Remember the proverb “He who chases two hares, catches none”? Don’t be the chaser.
Yes, even when your self-doubt is having a blast and trying to convince you that you should just drop what you’re doing. Think of the task at hand as a decisive battle: either you win or the self-doubt does. And self-doubt isn’t allowed to win.
(Look at the task with fresh eyes later in the day: there’s a high chance you’ll see it’s not nearly as bad as you thought).
4. Establish clear communication
This one is pretty straightforward: if you’re unsure of what your managers and/or clients want – the doubt about the work you’re doing is going to eat you up. Is it really what your employers want or did you get it all wrong?
Never be afraid to ask questions about the details when you’re doubting something. Even if it’s the nastiest client you’ve ever had, better clear all the details about the task than do a bad job. You might’ve gotten it right the first time – so? Clearing up the details still helps (especially with self-doubt).
This type of self-doubt can only be put to rest if both parties do their part – and communicate about how the task should be done.
5. Feedback is good – even negative feedback
Negative feedback nourishes self-doubt. I know, I’ve been there too. There’s probably nothing that makes one doubt their abilities more than opening a letter from a client and reading about how the task was done incorrectly and needs to be re-done.
Take this as an opportunity to grow. This is hard and it’s purely psychological. Sit in front of a mirror and chant about how this is a good thing if you have to, but find a way to convince yourself any feedback is good feedback. There’s no way around it, you’re not a $100 bill – sometimes you won’t be able to satisfy your client.

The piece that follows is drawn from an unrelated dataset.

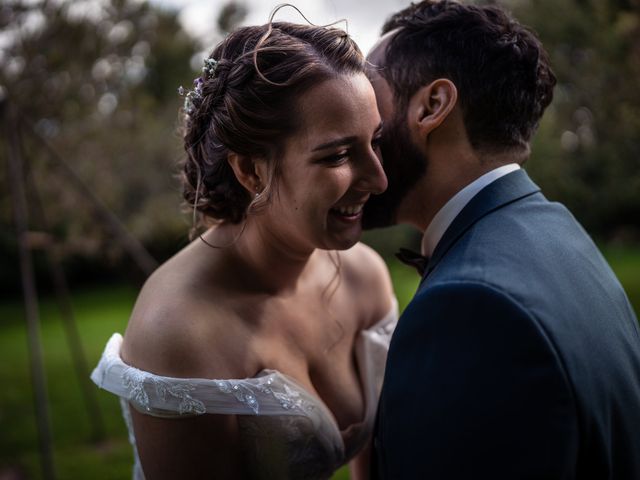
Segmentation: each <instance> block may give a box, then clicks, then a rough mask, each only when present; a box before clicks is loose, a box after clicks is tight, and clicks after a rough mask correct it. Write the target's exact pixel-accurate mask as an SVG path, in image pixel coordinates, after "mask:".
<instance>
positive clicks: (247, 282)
mask: <svg viewBox="0 0 640 480" xmlns="http://www.w3.org/2000/svg"><path fill="white" fill-rule="evenodd" d="M221 228H222V229H224V228H229V230H234V231H230V232H228V233H226V234H224V237H227V238H229V237H232V241H231V244H230V245H229V247H227V248H226V249H225V250H227V251H226V252H225V253H226V255H225V256H226V257H227V259H228V260H229V261H230V262H231V263H232V264H233V267H232V269H231V270H232V272H231V274H232V275H234V276H235V275H237V276H238V277H239V280H240V281H241V282H242V283H243V285H244V286H245V287H246V289H248V290H257V291H262V292H265V293H269V294H287V293H292V292H294V291H295V290H296V289H297V287H298V284H299V281H300V279H301V277H302V276H303V273H304V271H305V269H306V268H307V267H308V266H309V264H310V262H311V261H312V257H314V252H315V250H314V249H303V248H295V246H294V245H292V244H291V243H290V242H287V241H286V240H283V239H281V238H278V237H277V236H276V235H274V234H273V232H270V231H269V230H268V229H265V228H261V226H260V224H259V223H256V222H251V221H248V222H247V224H246V225H244V226H237V227H224V226H222V227H221Z"/></svg>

Do not let that your self-doubt feed into that.
It doesn’t matter if you’re a seasoned freelancer or a newbie who’s just started working from home – when there’s no official guidance, it can be hard to believe you’re putting in good work on a constant basis.
The only thing you can do is keep convincing yourself you’re good at what you do – fake it till you make it if you will. And while faking it, create an atmosphere around you that’ll increase your productivity and help put in better work.
You can do this by organizing your workspace and creating an official working schedule as if you were in the office, focusing on the task at hand without getting distracted, communicating clearly with your clients about what they are expecting of you, and never let negative feedback get you down.
The last one is the hardest, but still – view all feedback as good and don’t let it nourish your self-doubt. It’ll only keep getting smaller as long as you don’t feed it. Remind yourself that even the best of us fail from time to time – and you’re only going up from here.